Pun demikian, masyarakat yang menggantungkan mata pencaharian sebagai nelayan tetap tak mendapat kabar baik. Beberapa kali melakukan aksi massa hingga audiensi tetap tidak mampu menghentikan aktivitas tambang tersebut. Padahal sudah jelas pada pasal 80 butir (j) terkait pelarangan aktivitas penambangan pasir yang secara teknis, ekologis, sosial, dan budaya menimbulkan kerusakan lingkungan dan merugikan masyarakat sekitar.

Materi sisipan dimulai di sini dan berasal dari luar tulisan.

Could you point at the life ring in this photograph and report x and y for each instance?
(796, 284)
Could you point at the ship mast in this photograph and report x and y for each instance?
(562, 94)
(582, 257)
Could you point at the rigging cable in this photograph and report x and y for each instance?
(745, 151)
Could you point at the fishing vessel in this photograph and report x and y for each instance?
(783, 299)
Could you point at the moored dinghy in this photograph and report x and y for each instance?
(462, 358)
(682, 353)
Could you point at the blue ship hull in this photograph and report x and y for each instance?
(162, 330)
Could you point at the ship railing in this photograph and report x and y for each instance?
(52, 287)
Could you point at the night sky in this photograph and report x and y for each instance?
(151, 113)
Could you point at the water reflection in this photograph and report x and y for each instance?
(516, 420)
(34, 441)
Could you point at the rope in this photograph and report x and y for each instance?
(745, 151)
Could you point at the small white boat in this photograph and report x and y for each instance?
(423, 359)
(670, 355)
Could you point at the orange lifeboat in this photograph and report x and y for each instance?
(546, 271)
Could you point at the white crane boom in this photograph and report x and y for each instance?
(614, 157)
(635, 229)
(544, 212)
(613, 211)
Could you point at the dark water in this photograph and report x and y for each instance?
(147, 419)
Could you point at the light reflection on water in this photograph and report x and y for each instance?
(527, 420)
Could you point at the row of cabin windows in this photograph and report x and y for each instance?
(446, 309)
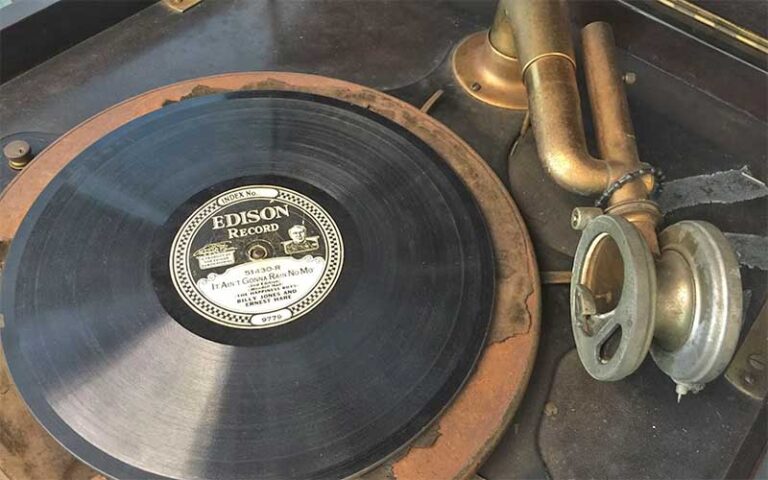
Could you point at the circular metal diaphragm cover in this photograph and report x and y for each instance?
(632, 317)
(717, 303)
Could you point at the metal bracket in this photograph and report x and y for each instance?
(748, 371)
(181, 6)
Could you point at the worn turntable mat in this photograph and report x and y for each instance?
(138, 383)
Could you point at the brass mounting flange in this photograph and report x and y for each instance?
(488, 74)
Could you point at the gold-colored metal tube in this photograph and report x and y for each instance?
(500, 34)
(610, 111)
(544, 47)
(614, 131)
(553, 100)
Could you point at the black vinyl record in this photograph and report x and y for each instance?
(247, 285)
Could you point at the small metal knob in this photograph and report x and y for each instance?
(581, 216)
(18, 153)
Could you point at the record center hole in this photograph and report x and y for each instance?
(610, 346)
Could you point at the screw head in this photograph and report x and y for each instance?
(18, 153)
(756, 361)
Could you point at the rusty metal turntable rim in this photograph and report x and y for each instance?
(470, 427)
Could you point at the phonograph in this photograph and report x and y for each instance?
(383, 240)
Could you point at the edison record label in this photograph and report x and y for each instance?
(257, 256)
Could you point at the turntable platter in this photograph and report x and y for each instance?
(258, 284)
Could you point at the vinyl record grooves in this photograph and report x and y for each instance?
(120, 340)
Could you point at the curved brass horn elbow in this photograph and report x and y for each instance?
(542, 37)
(553, 100)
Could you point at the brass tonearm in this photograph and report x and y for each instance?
(676, 293)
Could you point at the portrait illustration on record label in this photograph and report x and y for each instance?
(256, 256)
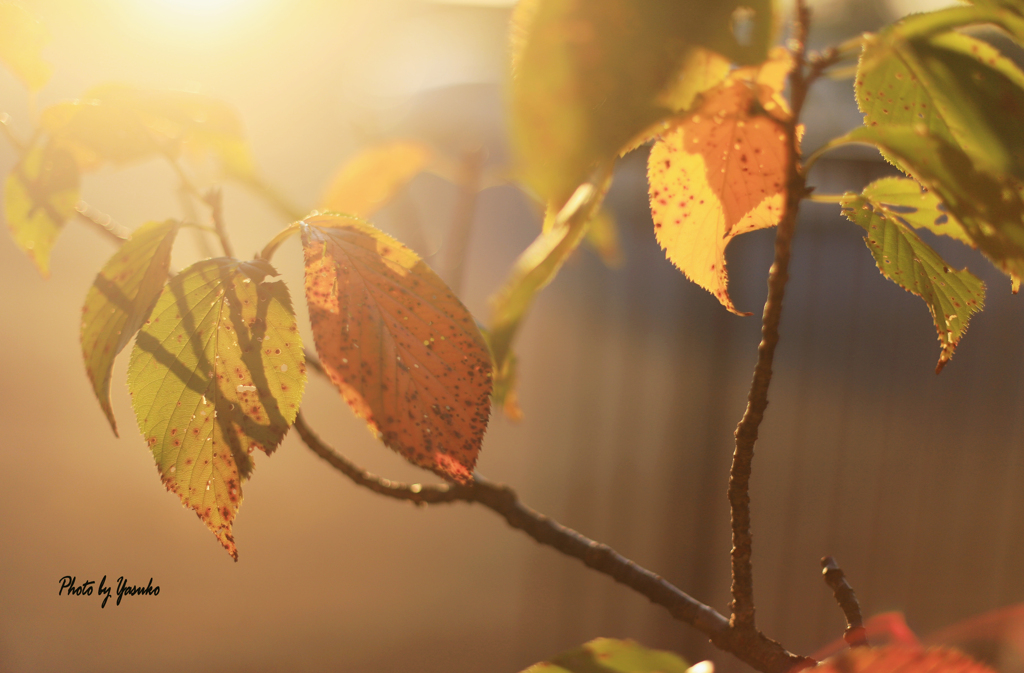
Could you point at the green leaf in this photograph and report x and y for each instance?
(888, 212)
(22, 41)
(402, 350)
(611, 656)
(536, 267)
(217, 372)
(39, 198)
(119, 124)
(961, 88)
(990, 210)
(588, 77)
(120, 300)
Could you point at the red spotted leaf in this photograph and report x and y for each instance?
(120, 300)
(718, 173)
(403, 351)
(216, 373)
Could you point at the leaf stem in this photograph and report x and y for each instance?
(280, 238)
(763, 655)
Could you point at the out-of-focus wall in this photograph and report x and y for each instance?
(632, 382)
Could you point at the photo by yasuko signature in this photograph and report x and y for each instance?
(89, 588)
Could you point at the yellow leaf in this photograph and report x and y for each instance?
(374, 177)
(718, 173)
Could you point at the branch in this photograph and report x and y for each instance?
(764, 655)
(741, 604)
(855, 634)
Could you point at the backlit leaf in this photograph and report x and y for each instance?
(961, 88)
(216, 373)
(990, 210)
(718, 173)
(611, 656)
(403, 351)
(886, 213)
(589, 77)
(374, 177)
(39, 198)
(120, 300)
(22, 40)
(535, 268)
(119, 124)
(901, 659)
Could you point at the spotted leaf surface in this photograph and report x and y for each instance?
(962, 89)
(119, 124)
(22, 40)
(611, 656)
(886, 212)
(372, 178)
(120, 300)
(217, 372)
(902, 659)
(989, 209)
(589, 77)
(39, 198)
(403, 351)
(718, 173)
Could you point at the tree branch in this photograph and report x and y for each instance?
(855, 634)
(741, 605)
(759, 652)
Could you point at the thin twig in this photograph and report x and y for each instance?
(741, 605)
(102, 222)
(855, 634)
(767, 657)
(215, 200)
(462, 225)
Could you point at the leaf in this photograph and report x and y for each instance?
(403, 351)
(535, 268)
(611, 656)
(119, 124)
(22, 41)
(961, 88)
(372, 178)
(120, 300)
(885, 212)
(217, 372)
(718, 173)
(39, 198)
(901, 659)
(990, 210)
(589, 77)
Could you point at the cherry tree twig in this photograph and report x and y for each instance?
(855, 634)
(741, 605)
(598, 556)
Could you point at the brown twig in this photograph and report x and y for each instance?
(855, 634)
(102, 222)
(762, 654)
(741, 605)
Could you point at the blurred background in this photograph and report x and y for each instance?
(632, 381)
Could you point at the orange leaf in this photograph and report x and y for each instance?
(902, 659)
(718, 173)
(403, 351)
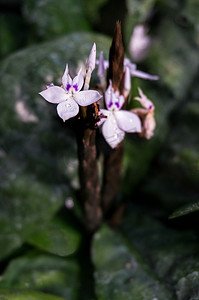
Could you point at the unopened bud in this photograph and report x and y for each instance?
(127, 82)
(101, 69)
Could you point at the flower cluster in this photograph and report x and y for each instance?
(117, 121)
(69, 96)
(114, 120)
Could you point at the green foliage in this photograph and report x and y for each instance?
(51, 19)
(184, 210)
(47, 273)
(121, 273)
(25, 295)
(41, 248)
(57, 238)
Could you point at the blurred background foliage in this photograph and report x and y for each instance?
(44, 249)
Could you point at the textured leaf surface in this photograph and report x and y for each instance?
(121, 273)
(25, 295)
(171, 254)
(37, 150)
(184, 210)
(51, 19)
(45, 273)
(57, 238)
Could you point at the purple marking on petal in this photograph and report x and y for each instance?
(75, 86)
(68, 86)
(117, 104)
(110, 104)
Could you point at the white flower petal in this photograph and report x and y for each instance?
(66, 80)
(128, 121)
(106, 113)
(112, 134)
(67, 109)
(78, 82)
(85, 98)
(54, 94)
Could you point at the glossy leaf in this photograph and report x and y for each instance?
(121, 273)
(37, 150)
(57, 238)
(25, 295)
(171, 254)
(45, 273)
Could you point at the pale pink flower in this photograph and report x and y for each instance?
(116, 121)
(68, 96)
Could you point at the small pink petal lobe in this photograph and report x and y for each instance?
(75, 86)
(68, 86)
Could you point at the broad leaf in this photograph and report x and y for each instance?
(37, 150)
(57, 238)
(121, 273)
(25, 295)
(184, 210)
(46, 273)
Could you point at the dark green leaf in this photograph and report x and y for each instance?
(37, 150)
(184, 210)
(51, 19)
(44, 273)
(25, 295)
(171, 254)
(56, 238)
(121, 273)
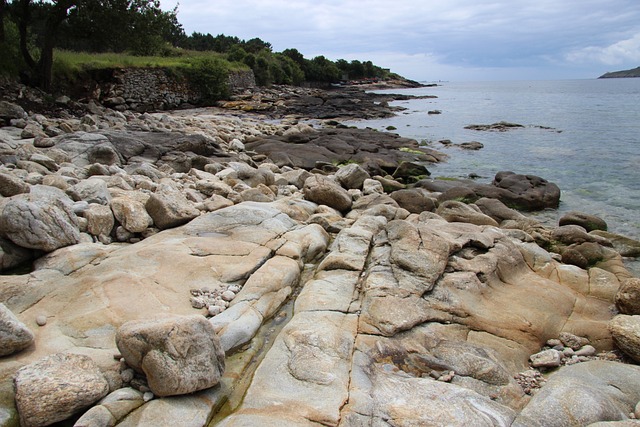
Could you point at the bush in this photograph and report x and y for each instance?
(210, 78)
(10, 58)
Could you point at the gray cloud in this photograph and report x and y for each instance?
(422, 38)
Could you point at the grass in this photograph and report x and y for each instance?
(73, 63)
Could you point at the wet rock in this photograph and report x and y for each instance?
(454, 211)
(626, 246)
(414, 200)
(42, 219)
(56, 387)
(351, 176)
(586, 221)
(9, 110)
(410, 171)
(584, 393)
(14, 335)
(178, 354)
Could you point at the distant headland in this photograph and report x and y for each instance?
(620, 74)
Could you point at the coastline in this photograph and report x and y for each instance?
(234, 217)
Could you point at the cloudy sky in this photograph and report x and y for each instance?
(431, 40)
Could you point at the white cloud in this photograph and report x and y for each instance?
(448, 36)
(621, 52)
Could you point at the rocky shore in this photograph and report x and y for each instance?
(218, 267)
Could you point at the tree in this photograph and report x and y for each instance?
(41, 67)
(3, 8)
(139, 26)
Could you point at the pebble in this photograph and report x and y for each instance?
(587, 350)
(546, 359)
(573, 341)
(214, 310)
(127, 375)
(447, 376)
(228, 295)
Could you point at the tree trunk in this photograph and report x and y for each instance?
(42, 70)
(3, 5)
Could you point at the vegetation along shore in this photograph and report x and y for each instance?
(195, 239)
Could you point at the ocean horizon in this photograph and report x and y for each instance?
(582, 134)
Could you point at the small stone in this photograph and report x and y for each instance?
(214, 310)
(197, 302)
(127, 375)
(546, 359)
(554, 342)
(447, 376)
(573, 341)
(228, 295)
(587, 350)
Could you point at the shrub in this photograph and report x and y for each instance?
(210, 78)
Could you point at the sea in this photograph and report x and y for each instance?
(583, 135)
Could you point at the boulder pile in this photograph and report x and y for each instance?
(196, 268)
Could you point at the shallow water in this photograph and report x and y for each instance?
(584, 135)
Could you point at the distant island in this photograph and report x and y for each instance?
(620, 74)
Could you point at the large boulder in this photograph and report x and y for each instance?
(625, 331)
(131, 213)
(626, 246)
(586, 221)
(414, 200)
(14, 335)
(352, 176)
(178, 354)
(42, 219)
(100, 220)
(323, 191)
(522, 192)
(169, 208)
(92, 190)
(454, 211)
(12, 255)
(56, 387)
(10, 185)
(628, 296)
(525, 192)
(85, 149)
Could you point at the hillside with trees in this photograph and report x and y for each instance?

Desas desus akan adanya penertiban tambang timah oleh aparat penegak hukum tak membuat masyarakat bergembira, informasi akan hal itu selalu bocor ke pihak penambang. Sehingga pada saat operasi berlangsung, para penambang sudah siap siaga menyembunyikan ponton mereka dan menghentikan aktivitas penambangan beberapa waktu, setelah itu mereka akan kembali beraktivitas seperti biasanya. Seolah tak ada efek jera bagi para penambang atau mungkin mendapat kawalan khusus dari pihak aparat.
Kemudian UU No. 3 Tahun 2020 Tentang Pertambangan Mineral dan Batu Bara pada pasal 145 ayat 1 butir (a) dan (b) menerangkan bahwa masyarakat berhak menerima ganti rugi akibat kesalahan dalam pengusahaan kegiatan Pertambangan dan masyarakat berhak mengajukan gugatan ke pengadilan terhadap kerugian akibat pengusahaan Pertambangan yang menyalahi ketentuan. Bahkan, pada pasal 158 mempertegas bahwa setiap orang yang melakukan Penambangan tanpa izin dipidana paling lama 5 tahun dan denda paling banyak seratus miliar rupiah. Berkaca hingga persoalan hari ini terjadi, masihkah peraturan tersebut ditegakkan?